Parameter Constraints
Beyond capabilities, you can restrict which parameter values a request may include:
path "auth/token/create" {
capabilities = ["update"]
allowed_parameters = {
"policies" = ["web-api", "web-api-readonly"]
"ttl" = [] # any value allowed
}
denied_parameters = {
"no_default_policy" = []
}
}
Useful when you give a service the right to create tokens but only with a specific policy attached.
Policy Templating
You can reference identity attributes in path expressions:
path "secret/data/users/{{identity.entity.name}}/*" {
capabilities = ["create", "read", "update", "delete", "list"]
}
This single policy gives every user access only to their own subtree. Perfect for self-service personal secrets.
Common Policy Idioms
Read-only across one engine
path "secret/data/*" {
capabilities = ["read", "list"]
}
path "secret/metadata/*" {
capabilities = ["read", "list"]
}
Allow token self-management
path "auth/token/lookup-self" { capabilities = ["read"] }
path "auth/token/renew-self" { capabilities = ["update"] }
path "auth/token/revoke-self" { capabilities = ["update"] }
Almost every policy needs these — apps need to look up their own token to know when to renew.
Operations team
path "sys/policies/acl" { capabilities = ["list"] }
path "sys/policies/acl/*" { capabilities = ["read", "create", "update", "delete"] }
path "sys/audit" { capabilities = ["read", "sudo"] }
path "sys/audit/*" { capabilities = ["create", "update", "delete", "sudo"] }
path "sys/auth" { capabilities = ["read", "list"] }
path "sys/mounts" { capabilities = ["read", "list"] }
Default and Root Policies
- default: Auto-attached to every token; allows token lookup/renew and a few other harmless paths. Don't disable it; refine it instead.
- root: Implicit unlimited access. Only the initial root token and the regenerated root tokens have it. Never attach it to anything else.
Attaching Policies
Policies are attached when the token is created:
# Via an auth role
vault write auth/approle/role/web-api token_policies="web-api,default"
# Via an explicit token creation
vault token create -policy=web-api -ttl=1h
# Via identity group (Enterprise)
vault write identity/group name=engineering policies="developer"
Testing Policies
vault token capabilities <token> secret/data/database/master
# returns: read
vault policy fmt my-policy.hcl
vault policy write my-policy my-policy.hcl
Test policies in dev before deploying to prod.
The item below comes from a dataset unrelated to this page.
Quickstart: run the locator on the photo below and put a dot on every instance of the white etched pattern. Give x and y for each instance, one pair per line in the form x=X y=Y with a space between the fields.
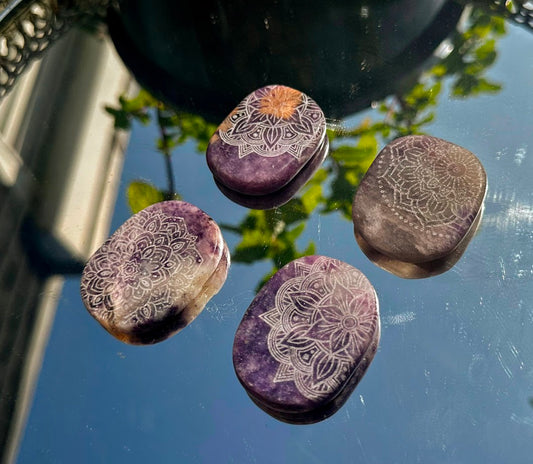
x=428 y=182
x=272 y=121
x=141 y=268
x=322 y=322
A broken policy on production Vault locks out legitimate apps.
Sentinel and EGPs (Enterprise)
Vault Enterprise adds Sentinel — a policy-as-code language for cross-cutting policies that simple ACLs can't express:
- Role-Governing Policies (RGPs): Constraints on what a specific identity can do
- Endpoint-Governing Policies (EGPs): Constraints on a specific path regardless of identity
Example EGP: "No write to kv/data/critical/* outside business hours." This is impossible with HCL ACLs alone.
Least-Privilege Workflow
- Start with a policy that denies everything (no paths)
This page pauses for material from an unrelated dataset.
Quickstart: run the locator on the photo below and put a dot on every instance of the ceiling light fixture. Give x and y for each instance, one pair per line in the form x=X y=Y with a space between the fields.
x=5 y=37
- Add paths one at a time as the app fails with 403s
- Review the final list — every line should map to a concrete need
- Tag policies with the application name in the path:
app-policy/web-api - Audit the policy in PR review like any other code
Policies are the contract between an application and its secrets. Treat them with the rigor of any other security control.